February 27, 2009

What Happens When the Freeway is Closed for Repairs? Early Results from Fix I5 Project


Dr. Michael Zhang, Professor, Civil and Environmental Engineering, UC Davis


:A section of I-5 from Richards Blvd. to the U.S. Highway 50/Capitol City Freeway Interchange in downtown Sacramento, also known as the “boat section”, was shut off from May 30 to July 28 last summer to replace pavement and improve drainage. The boat section is on a major commuting route in the area and carries about 190,000 vehicles on a typical weekday. It is also a major truck route in the central valley. The public were advised to take transit, telecommute, carpool, use alternative routes and alternative work schedules, and reduce the number of trips to the affected area to relive traffic congestion and reduce air pollution during the I-5 closures.
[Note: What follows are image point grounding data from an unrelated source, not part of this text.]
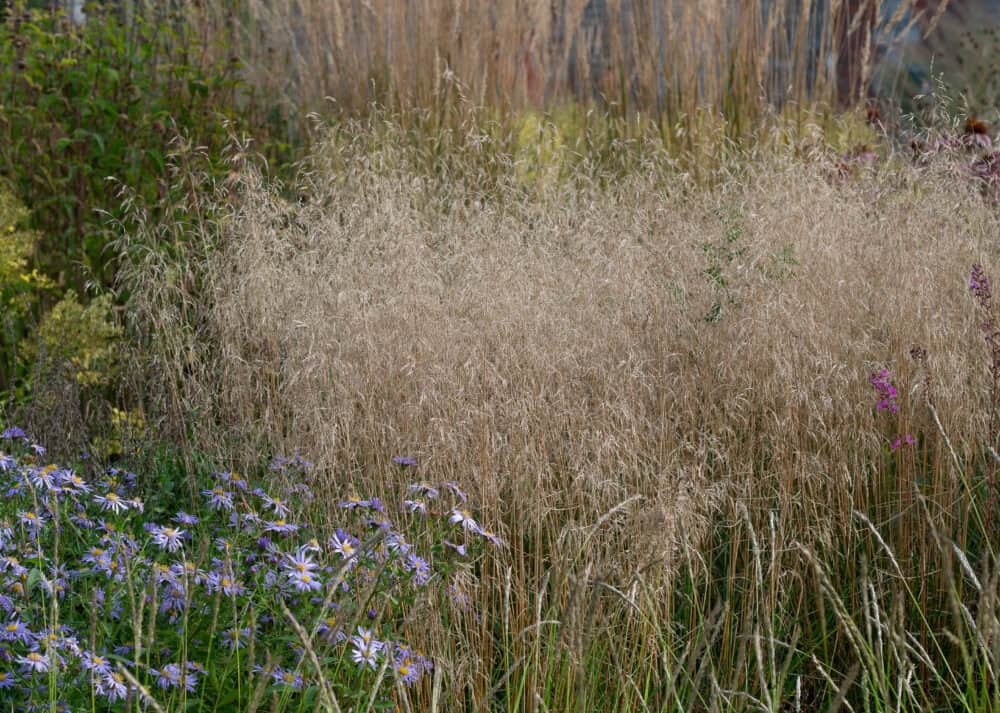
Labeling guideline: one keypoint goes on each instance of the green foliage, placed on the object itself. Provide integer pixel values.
(82, 104)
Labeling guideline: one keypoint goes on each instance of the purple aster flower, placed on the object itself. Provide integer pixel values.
(182, 518)
(415, 506)
(34, 662)
(407, 670)
(456, 491)
(112, 501)
(75, 482)
(227, 584)
(286, 677)
(168, 538)
(219, 498)
(16, 630)
(299, 563)
(30, 520)
(112, 687)
(304, 581)
(365, 648)
(277, 505)
(345, 545)
(97, 664)
(420, 569)
(173, 599)
(236, 638)
(465, 519)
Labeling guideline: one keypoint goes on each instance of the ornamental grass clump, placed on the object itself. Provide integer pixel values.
(111, 601)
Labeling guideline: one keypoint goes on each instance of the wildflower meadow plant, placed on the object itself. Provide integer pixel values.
(104, 603)
(887, 400)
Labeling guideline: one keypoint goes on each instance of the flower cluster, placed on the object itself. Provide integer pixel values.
(887, 395)
(100, 588)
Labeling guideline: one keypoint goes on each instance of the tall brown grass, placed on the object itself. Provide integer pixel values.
(671, 59)
(658, 392)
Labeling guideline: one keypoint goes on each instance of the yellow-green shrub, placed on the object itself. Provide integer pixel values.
(19, 283)
(77, 340)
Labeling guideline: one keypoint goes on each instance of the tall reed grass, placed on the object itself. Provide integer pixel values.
(667, 59)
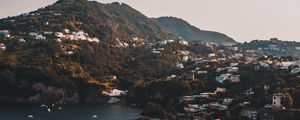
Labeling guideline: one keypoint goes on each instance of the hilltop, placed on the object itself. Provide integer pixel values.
(181, 28)
(71, 50)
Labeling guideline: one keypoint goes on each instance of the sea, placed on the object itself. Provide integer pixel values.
(69, 112)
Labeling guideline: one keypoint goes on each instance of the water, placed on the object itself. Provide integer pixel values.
(74, 112)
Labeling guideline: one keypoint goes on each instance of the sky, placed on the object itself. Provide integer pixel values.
(243, 20)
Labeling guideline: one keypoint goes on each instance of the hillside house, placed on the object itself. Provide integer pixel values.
(238, 55)
(4, 33)
(234, 78)
(234, 64)
(115, 93)
(296, 70)
(277, 101)
(222, 77)
(185, 58)
(2, 46)
(183, 42)
(227, 101)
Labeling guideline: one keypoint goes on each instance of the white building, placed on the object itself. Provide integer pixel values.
(115, 93)
(185, 58)
(238, 55)
(211, 55)
(277, 100)
(2, 46)
(296, 70)
(183, 42)
(234, 64)
(5, 33)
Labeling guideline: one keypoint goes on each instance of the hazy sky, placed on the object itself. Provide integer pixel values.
(242, 20)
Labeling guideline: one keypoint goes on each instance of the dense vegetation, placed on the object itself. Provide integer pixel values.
(183, 29)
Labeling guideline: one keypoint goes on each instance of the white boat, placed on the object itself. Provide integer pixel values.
(113, 100)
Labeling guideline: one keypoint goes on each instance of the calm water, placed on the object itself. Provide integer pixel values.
(76, 112)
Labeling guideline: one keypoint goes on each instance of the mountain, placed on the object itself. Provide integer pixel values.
(183, 29)
(69, 51)
(105, 21)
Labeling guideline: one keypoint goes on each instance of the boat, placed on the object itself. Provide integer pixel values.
(113, 100)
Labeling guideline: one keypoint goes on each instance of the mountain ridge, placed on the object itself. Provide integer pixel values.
(182, 28)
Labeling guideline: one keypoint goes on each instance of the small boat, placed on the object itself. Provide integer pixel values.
(95, 116)
(113, 100)
(30, 116)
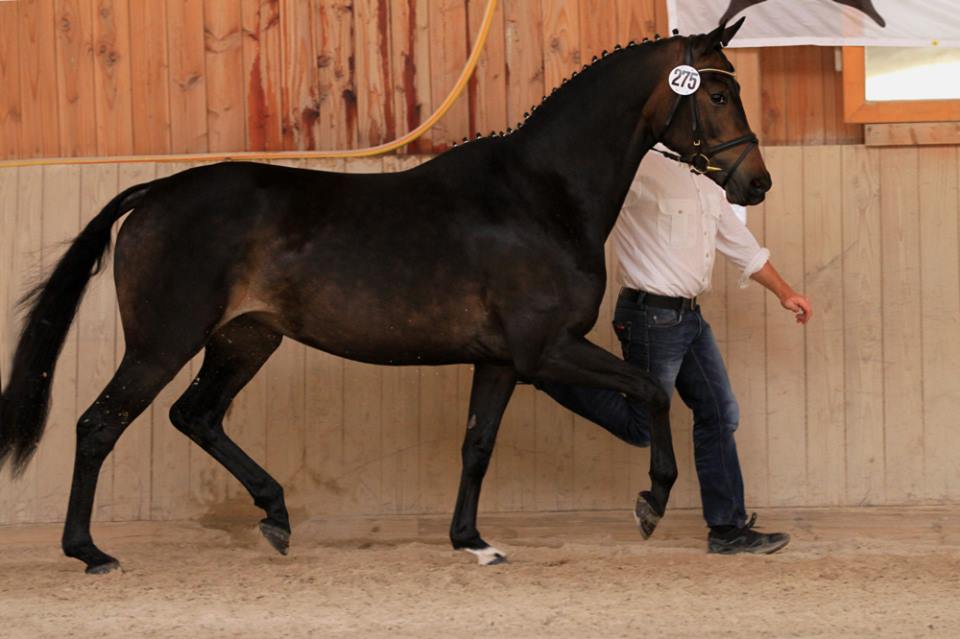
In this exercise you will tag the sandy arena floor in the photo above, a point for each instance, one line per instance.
(848, 573)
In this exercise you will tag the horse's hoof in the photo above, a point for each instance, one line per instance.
(645, 514)
(488, 556)
(278, 537)
(102, 569)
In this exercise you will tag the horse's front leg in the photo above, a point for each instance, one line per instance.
(492, 387)
(575, 361)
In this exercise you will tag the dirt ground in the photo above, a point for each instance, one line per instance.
(848, 573)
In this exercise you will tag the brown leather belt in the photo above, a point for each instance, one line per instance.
(635, 296)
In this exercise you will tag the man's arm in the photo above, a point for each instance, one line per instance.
(789, 298)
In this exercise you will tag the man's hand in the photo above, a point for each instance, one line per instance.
(799, 306)
(789, 298)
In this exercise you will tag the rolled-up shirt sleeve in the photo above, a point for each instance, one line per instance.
(736, 241)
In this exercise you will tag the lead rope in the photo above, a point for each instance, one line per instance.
(380, 149)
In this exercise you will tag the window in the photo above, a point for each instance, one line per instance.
(890, 84)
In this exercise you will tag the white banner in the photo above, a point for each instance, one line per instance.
(892, 23)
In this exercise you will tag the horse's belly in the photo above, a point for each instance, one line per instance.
(392, 330)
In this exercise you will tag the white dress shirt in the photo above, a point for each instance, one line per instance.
(670, 228)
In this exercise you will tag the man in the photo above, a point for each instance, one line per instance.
(666, 238)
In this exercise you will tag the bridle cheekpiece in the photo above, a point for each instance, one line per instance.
(700, 160)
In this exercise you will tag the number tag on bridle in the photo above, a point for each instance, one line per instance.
(684, 80)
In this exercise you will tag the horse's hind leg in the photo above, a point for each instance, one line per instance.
(233, 356)
(492, 388)
(135, 384)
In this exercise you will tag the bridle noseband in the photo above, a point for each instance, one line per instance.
(701, 159)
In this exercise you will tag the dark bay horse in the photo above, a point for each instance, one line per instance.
(491, 254)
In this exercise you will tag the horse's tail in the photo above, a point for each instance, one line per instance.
(53, 304)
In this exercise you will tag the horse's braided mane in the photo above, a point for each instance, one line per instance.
(562, 88)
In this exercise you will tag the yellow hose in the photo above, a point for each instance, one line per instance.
(452, 97)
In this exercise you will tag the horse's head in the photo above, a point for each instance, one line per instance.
(706, 123)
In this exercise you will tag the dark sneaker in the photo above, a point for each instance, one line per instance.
(746, 539)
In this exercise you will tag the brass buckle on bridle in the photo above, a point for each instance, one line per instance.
(700, 162)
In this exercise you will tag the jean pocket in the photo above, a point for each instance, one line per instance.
(623, 330)
(663, 318)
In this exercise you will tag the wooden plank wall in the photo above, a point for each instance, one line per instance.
(122, 77)
(858, 408)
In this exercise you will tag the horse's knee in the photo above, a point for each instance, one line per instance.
(97, 432)
(199, 428)
(476, 455)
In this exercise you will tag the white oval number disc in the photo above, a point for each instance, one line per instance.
(684, 80)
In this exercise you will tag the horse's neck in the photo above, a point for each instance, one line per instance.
(592, 135)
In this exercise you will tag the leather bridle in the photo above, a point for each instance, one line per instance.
(701, 159)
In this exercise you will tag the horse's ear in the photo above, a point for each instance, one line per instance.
(722, 35)
(731, 31)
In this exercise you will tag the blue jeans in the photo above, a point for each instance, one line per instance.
(679, 350)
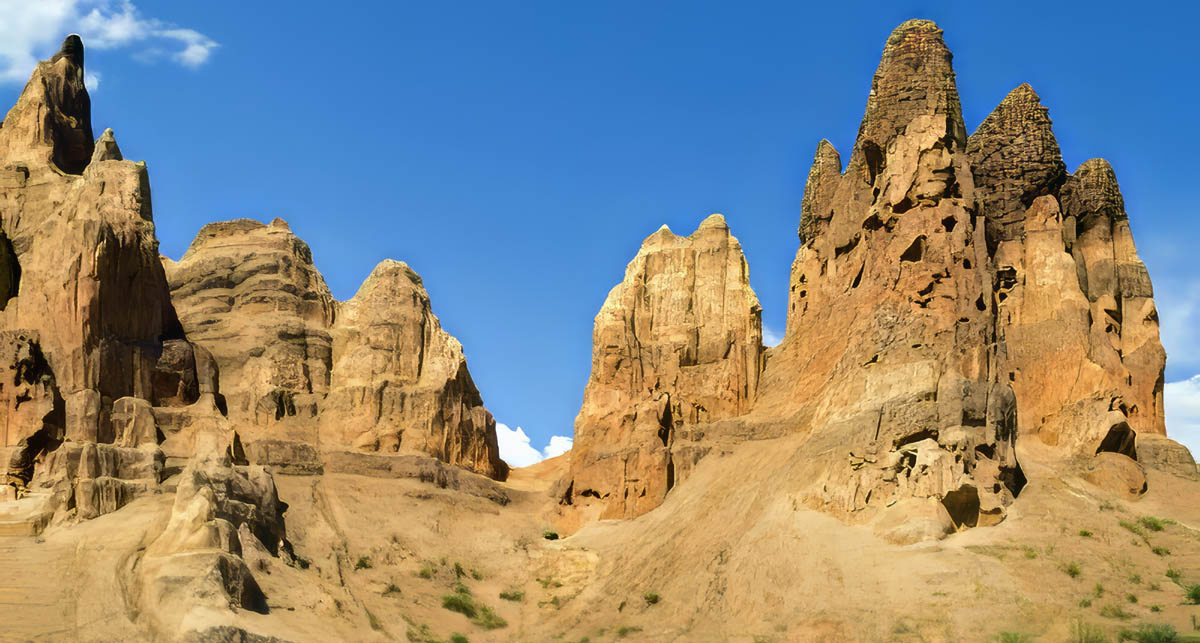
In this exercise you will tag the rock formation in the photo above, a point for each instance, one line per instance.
(250, 294)
(299, 370)
(677, 343)
(400, 383)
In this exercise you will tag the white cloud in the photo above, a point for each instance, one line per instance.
(1182, 400)
(557, 446)
(516, 450)
(33, 29)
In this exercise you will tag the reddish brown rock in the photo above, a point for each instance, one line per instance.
(677, 343)
(249, 294)
(400, 383)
In this talk, I’ll present some initial findings of our fix-i5 study funded by the California Environmental Protection Agency (CalEPA), through which various kinds of traffic, transit and travel behavior data were collected before, during and after the I-5 closures. I’ll show where and how we collected the data, and what the data reveal about changes in vehicular traffic flow patterns and transit ridership in the region.

Biographical Sketch

Michael Zhang is currently a professor in the Civil and Environmental Engineering Department at University of California Davis. He is also affiliated with the Institute of Transportation Studies, and a faculty member in the Graduate Program of Transportation Technology and Policy and the Graduate Program of Applied Mathematics at UC Davis. Dr. Zhang’s current research focuses on applications of systems theory to transportation systems analysis and operations. Specific topics include traffic flow modeling, adaptive ramp metering, estimation of Origin-Destination demands, work zone and corridor traffic management, congestion pricing, and intelligent transportation systems such as the application of wireless communications and grid computing technology to distributed, on-demand traffic management. Dr. Zhang received his BS degree in Civil Engineering from Tongji University (Shanghai, China), and his MS and PhD degrees in Engineering from University of California Irvine. Prior to his UC Davis appointment, he has taught at the University of Iowa from 1995 to 1998. Professor Zhang is an Area Editor of the Journal of Networks and Spatial Economics and Associate Editor of Transportation Research, Part B:Methodological.